Key Insight: These three roles are inseparable. Abstraction without protection would let any process break another's view of hardware. Protection without abstraction would force every developer to write device-specific code. All three together are what make Linux viable as a platform for complex AI systems with multiple concurrent workloads.


Privilege Levels

When code runs on a CPU, the hardware enforces who is allowed to do what. This is the foundation of the OS protection boundary. Think of it as the CPU acting as a security guard: code in user space asks for services, the OS grants or denies them, and the hardware makes it impossible to bypass the check.

x86 Rings

Ring Mode Access Example occupants
Ring 0 Kernel All instructions, I/O ports, MSRs, CR0/CR3 Linux kernel, device drivers
Ring 1–2 Unused Historical OS/2; unused by Linux
Ring 3 User Restricted; privileged instruction → GP Fault Applications, runtimes, Python

Mode switch: SYSCALL instruction → Ring 0; SYSRET → Ring 3.

ARM Exception Levels (AArch64)

EL Name Purpose
EL0 User Applications, TensorRT, ONNX Runtime, ROS2 nodes
EL1 Kernel Linux kernel, exception handlers, MMU configuration
EL2 Hypervisor KVM, Xen; controls VM-to-VM memory partitioning
EL3 Secure Monitor ARM TrustZone, PSCI power management, BCT/BL31 signing

The two-level EL0/EL1 split is sufficient for most deployments. EL2 adds virtualization overhead; EL3 handles secure world and is always present on Cortex-A platforms. On Jetson Orin (Cortex-A78AE), the Linux kernel runs at EL1 and NVIDIA MB1/SC7 firmware occupies EL3.

AArch64 Exception Level Stack
┌─────────────────────────────────────┐
│  EL3 — Secure Monitor (TrustZone)   │  ← NVIDIA MB1/SC7 firmware
│  ARM TrustZone, PSCI, OTP key mgmt  │
├─────────────────────────────────────┤
│  EL2 — Hypervisor (optional)        │  ← KVM, Xen
│  VM-to-VM memory partitioning       │
├─────────────────────────────────────┤
│  EL1 — Kernel                       │  ← Linux kernel
│  MMU, exception handlers, drivers   │
├─────────────────────────────────────┤
│  EL0 — User                         │  ← TensorRT, ROS2, Python
│  Restricted; must SVC to reach EL1  │
└─────────────────────────────────────┘

Key Insight: On a Jetson, your TensorRT inference code runs at EL0 and cannot directly touch the NVDLA hardware registers. It must pass through EL1 (the Linux kernel) via system calls and ioctls.
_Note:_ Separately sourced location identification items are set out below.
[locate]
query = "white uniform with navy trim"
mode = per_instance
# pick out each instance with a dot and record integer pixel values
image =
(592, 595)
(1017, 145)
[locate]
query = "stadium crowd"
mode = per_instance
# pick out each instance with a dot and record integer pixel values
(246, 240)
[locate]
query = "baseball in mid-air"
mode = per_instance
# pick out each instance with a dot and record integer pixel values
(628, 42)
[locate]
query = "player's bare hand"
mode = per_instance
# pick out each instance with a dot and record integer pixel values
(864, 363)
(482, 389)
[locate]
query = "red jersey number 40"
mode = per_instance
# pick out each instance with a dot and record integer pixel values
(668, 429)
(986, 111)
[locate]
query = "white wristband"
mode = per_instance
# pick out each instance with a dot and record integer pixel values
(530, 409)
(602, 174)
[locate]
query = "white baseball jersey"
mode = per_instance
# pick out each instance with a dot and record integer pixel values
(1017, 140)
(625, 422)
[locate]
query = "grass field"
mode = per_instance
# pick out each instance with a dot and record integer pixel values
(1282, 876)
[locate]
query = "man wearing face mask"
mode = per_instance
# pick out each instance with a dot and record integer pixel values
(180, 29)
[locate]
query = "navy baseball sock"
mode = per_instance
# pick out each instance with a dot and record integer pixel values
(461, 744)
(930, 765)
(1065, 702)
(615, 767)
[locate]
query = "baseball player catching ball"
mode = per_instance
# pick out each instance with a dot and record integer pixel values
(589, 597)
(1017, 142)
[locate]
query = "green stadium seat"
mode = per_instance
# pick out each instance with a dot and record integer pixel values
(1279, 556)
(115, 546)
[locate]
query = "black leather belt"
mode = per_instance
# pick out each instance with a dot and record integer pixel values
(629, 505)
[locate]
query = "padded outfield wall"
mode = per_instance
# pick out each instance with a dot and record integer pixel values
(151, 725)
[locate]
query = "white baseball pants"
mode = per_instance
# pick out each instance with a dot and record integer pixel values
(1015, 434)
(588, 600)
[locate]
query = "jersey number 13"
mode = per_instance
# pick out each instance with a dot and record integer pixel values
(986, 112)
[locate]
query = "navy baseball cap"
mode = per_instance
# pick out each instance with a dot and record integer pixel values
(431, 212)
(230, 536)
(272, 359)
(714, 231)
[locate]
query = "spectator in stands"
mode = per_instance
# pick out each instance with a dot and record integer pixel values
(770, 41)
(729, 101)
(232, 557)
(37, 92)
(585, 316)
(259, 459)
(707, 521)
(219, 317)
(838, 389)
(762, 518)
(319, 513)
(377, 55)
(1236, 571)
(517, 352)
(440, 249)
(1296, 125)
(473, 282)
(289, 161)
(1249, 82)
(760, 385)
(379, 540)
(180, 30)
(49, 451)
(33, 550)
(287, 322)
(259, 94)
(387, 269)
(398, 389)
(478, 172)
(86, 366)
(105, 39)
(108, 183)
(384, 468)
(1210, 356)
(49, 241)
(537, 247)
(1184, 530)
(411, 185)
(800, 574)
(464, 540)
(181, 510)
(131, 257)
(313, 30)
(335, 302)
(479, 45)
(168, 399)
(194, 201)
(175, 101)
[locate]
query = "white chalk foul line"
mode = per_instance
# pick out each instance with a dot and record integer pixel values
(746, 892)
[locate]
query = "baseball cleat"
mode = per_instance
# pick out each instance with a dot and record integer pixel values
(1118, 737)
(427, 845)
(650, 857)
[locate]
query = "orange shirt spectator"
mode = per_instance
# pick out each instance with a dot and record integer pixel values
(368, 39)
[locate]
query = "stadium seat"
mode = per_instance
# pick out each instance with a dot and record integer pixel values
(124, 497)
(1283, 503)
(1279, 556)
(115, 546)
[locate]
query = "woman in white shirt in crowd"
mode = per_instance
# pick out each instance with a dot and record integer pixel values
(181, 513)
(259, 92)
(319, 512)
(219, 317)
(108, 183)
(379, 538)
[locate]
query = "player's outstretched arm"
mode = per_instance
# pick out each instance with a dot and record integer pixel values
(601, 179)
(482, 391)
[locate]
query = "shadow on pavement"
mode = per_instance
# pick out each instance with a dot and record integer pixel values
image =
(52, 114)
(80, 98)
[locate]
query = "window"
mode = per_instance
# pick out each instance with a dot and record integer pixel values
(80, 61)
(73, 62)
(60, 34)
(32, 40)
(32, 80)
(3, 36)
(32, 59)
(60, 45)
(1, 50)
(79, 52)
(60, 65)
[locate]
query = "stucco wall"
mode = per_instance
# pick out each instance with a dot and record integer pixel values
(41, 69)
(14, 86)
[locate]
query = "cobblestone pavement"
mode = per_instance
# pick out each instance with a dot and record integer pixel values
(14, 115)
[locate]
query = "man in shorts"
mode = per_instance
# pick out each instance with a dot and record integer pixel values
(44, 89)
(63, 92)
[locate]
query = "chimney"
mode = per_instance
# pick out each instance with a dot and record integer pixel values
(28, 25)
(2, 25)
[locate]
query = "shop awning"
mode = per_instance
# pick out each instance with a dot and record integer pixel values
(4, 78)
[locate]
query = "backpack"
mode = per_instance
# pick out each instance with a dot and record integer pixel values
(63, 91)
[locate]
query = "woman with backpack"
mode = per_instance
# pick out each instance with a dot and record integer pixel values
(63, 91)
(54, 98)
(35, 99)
This indirection is what makes it safe to run multiple inference workloads concurrently — the kernel serializes access and prevents one process from corrupting another's DMA buffers.


Linux Kernel Architecture

Linux is a monolithic kernel with loadable modules: all core subsystems share a single address space at Ring 0 / EL1 with no IPC overhead between them. Drivers and filesystems compile as .ko modules inserted at runtime without rebuilding the kernel.

The monolithic design delivers fast in-kernel calls at the cost of shared fate — a crashing driver can panic the whole system. Contrast with microkernels (QNX, seL4) where drivers are separate processes; slower IPC, but crash isolation.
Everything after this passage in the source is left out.